There is no silver bullet here. I think government should fund, and at the same time, we should involve private entities. Creative research needs latitude, so whatever funding it receives should not have many strings attached, but at the same time should have strong peer review and feedback.

What are your interests besides your research?

My dream is to be more helpful to society. Instead of hobbies, let me tell you what my ambitions are. Society has been very good to me, and I’m trying to do something in return, especially to those less fortunate. My work in public health is something I hope can make a contribution. Besides that, my efforts have been ad hoc and small, so I cannot really say too much.

Given your position, is it not fair to say that you can make larger contributions through your work?

That’s a good point. In fact, my own research has been veering more in the sense of what is in the public good these days. I wish to make a lasting contribution as a thanks to society. This animates me a lot.

If you could give one piece of advice to students of the institute, what would it be?

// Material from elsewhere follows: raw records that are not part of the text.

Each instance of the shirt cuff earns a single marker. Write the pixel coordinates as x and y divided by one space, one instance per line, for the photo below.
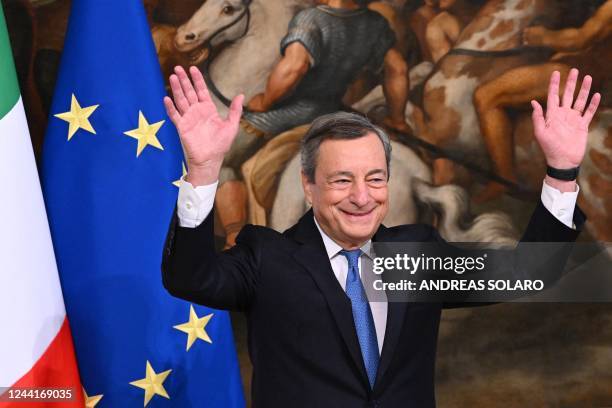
560 205
194 204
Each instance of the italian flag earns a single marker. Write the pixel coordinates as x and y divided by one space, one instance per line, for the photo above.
35 342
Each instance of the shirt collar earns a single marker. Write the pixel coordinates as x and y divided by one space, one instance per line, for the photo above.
332 248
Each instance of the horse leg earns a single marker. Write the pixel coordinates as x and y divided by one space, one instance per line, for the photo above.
231 207
231 199
514 88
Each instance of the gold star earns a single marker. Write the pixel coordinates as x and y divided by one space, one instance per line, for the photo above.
145 134
178 182
77 117
153 383
195 328
91 402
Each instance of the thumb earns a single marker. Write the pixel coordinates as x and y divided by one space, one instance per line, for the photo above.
236 109
539 124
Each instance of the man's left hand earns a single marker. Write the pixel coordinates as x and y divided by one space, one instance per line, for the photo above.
256 104
562 133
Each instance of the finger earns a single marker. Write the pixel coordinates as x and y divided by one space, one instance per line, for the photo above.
171 110
200 85
583 95
179 97
235 109
553 91
539 124
570 87
188 90
590 112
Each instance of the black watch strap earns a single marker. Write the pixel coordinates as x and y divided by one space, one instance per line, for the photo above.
563 174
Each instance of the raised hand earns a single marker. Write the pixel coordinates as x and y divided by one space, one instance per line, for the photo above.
562 133
205 136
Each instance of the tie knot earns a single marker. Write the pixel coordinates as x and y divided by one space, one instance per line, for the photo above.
352 256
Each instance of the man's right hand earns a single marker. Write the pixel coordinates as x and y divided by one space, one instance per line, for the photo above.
205 136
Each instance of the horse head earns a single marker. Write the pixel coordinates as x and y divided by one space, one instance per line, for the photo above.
215 22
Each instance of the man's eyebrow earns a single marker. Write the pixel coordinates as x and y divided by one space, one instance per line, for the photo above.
340 173
376 171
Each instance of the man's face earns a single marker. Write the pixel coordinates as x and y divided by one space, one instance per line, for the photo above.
349 196
446 4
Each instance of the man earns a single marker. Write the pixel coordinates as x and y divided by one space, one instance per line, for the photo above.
325 49
314 338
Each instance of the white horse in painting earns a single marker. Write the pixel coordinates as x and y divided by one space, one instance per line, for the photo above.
252 30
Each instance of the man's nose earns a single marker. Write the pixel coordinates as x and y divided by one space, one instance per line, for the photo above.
360 195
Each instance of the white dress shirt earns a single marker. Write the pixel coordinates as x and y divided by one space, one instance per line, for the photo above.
194 205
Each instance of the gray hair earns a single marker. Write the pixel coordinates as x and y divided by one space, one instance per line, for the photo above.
337 126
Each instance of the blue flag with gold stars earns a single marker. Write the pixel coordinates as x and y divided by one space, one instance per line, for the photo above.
110 158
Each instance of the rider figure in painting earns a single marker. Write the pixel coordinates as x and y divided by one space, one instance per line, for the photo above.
323 52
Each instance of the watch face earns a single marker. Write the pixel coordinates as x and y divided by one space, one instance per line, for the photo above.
562 174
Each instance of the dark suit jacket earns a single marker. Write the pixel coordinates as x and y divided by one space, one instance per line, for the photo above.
302 339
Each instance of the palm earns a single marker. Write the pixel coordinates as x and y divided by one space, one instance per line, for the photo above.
203 132
205 136
562 135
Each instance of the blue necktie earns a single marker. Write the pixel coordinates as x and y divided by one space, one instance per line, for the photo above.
362 315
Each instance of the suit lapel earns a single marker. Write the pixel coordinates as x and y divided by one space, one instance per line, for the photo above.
311 255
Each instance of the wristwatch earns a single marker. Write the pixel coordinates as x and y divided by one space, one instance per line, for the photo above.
563 174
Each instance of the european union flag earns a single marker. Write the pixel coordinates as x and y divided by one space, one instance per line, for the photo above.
110 159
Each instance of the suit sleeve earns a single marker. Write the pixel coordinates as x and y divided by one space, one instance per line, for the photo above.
194 271
544 260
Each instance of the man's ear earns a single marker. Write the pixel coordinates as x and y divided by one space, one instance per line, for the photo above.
307 186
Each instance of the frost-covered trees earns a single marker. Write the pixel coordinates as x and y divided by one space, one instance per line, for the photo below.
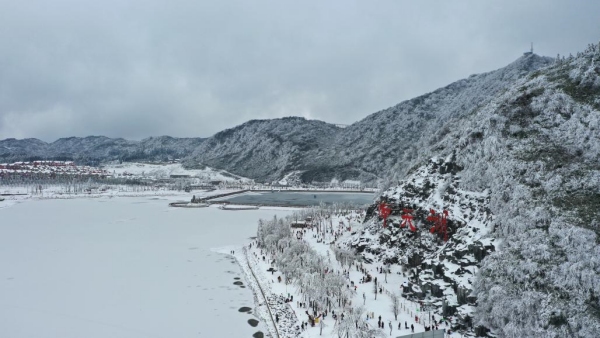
395 305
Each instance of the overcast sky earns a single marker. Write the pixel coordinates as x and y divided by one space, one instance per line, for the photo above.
135 69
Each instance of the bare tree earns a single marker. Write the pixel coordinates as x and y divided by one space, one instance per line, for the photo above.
395 305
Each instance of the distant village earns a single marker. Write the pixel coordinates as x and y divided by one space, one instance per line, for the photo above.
48 169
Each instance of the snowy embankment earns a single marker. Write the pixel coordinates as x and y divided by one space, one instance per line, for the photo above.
319 280
14 194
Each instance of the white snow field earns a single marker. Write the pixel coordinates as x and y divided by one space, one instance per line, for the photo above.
123 267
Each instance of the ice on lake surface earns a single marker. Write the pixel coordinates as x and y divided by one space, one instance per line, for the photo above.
121 268
284 198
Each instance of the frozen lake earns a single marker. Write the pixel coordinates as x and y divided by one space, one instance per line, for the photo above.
285 198
122 267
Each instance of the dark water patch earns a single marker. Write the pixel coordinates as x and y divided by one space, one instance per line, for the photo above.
301 198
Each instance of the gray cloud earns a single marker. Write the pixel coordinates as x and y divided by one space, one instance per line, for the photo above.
134 69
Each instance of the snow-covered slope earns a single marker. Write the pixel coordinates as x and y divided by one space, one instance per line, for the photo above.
162 171
527 168
265 149
97 149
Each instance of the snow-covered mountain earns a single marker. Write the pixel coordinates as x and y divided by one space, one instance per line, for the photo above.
524 196
96 149
266 149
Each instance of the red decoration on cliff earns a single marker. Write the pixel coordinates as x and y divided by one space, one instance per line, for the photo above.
384 211
407 218
440 223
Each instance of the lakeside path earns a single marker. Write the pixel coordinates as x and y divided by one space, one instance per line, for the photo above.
292 315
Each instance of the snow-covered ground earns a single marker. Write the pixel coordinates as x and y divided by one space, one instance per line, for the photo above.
123 267
166 170
291 314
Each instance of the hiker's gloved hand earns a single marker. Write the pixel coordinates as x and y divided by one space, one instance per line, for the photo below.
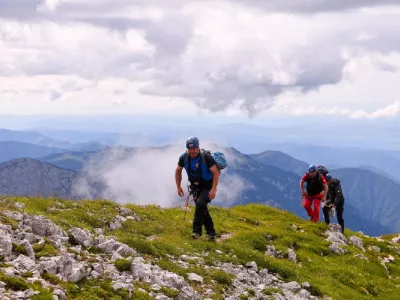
211 194
180 192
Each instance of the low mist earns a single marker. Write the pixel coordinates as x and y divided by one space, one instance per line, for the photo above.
146 175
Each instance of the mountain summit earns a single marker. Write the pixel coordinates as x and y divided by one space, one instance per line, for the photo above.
97 249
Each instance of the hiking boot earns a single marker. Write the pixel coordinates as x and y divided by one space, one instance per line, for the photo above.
195 235
210 237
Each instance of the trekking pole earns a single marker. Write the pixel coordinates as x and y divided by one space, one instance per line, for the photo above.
186 207
187 203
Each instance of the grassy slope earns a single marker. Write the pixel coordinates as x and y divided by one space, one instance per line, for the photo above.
162 233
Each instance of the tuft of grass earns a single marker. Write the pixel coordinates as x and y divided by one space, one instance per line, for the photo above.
14 283
53 279
270 291
19 248
170 292
46 249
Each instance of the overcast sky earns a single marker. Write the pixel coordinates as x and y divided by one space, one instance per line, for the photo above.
236 58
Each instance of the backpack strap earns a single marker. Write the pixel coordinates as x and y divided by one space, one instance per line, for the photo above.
188 161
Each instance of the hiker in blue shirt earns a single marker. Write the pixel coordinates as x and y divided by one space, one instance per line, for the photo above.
203 177
334 200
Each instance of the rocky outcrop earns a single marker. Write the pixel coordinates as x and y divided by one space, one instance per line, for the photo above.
38 250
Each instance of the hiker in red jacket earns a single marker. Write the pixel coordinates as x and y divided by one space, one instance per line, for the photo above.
316 191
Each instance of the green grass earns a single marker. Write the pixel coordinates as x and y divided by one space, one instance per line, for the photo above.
162 233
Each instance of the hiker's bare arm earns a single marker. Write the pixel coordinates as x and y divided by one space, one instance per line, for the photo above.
326 188
215 172
178 176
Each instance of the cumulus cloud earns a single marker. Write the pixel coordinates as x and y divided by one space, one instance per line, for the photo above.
389 111
231 55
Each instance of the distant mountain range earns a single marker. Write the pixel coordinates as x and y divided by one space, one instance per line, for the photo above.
270 177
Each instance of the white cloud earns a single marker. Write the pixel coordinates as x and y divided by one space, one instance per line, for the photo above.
147 176
236 56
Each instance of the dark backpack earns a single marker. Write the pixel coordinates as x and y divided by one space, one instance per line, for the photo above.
219 158
322 170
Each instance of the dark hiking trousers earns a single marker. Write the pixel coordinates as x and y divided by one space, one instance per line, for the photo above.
339 215
201 214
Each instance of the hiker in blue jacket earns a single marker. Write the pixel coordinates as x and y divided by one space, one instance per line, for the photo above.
203 177
334 199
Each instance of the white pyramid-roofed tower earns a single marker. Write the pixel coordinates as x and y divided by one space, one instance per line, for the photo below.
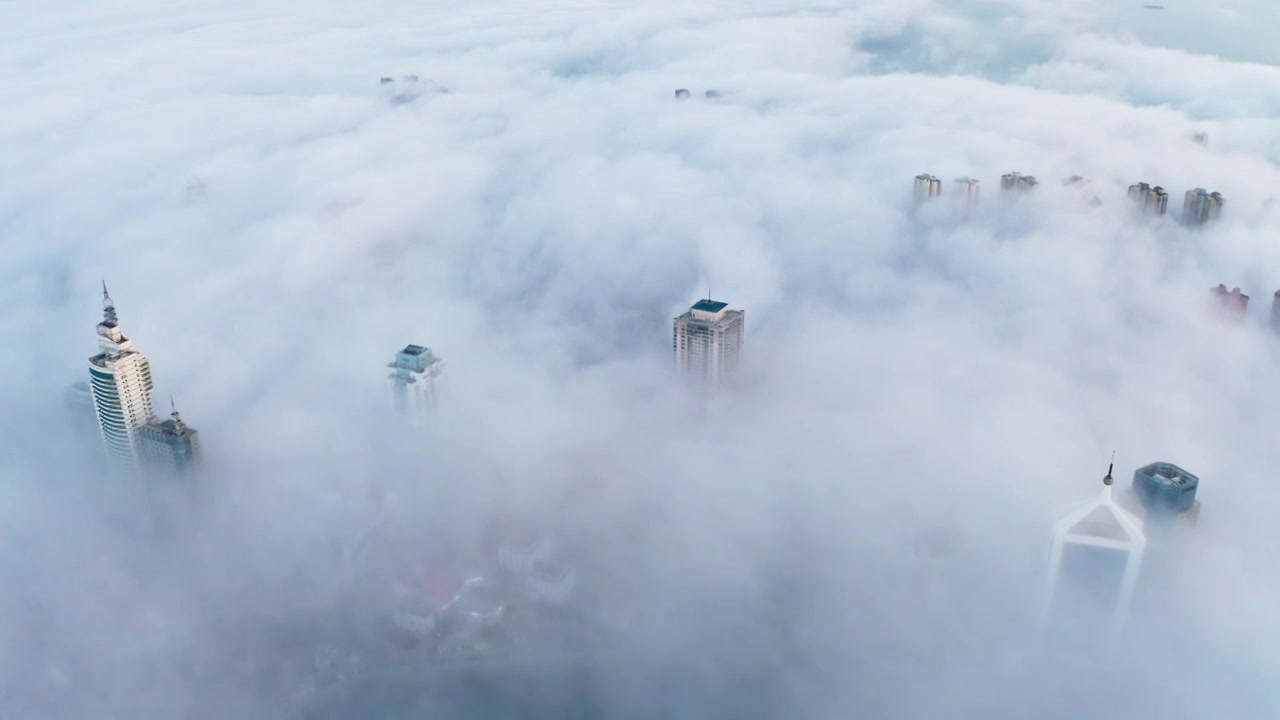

I feel that several people are factors in our success; remembering them and contributing to something that is bigger than yourself is a great thing. Be happy and make others happy. If you’re a successful entrepreneur, then support others, especially in a value-added manner. I don’t mean just charity, perhaps invest it in something that will transform people’s lives for the better. This will solve a lot of problems in the world. If your success and happiness can be aligned to also caring for many, I think it would be a truly wonderful thing.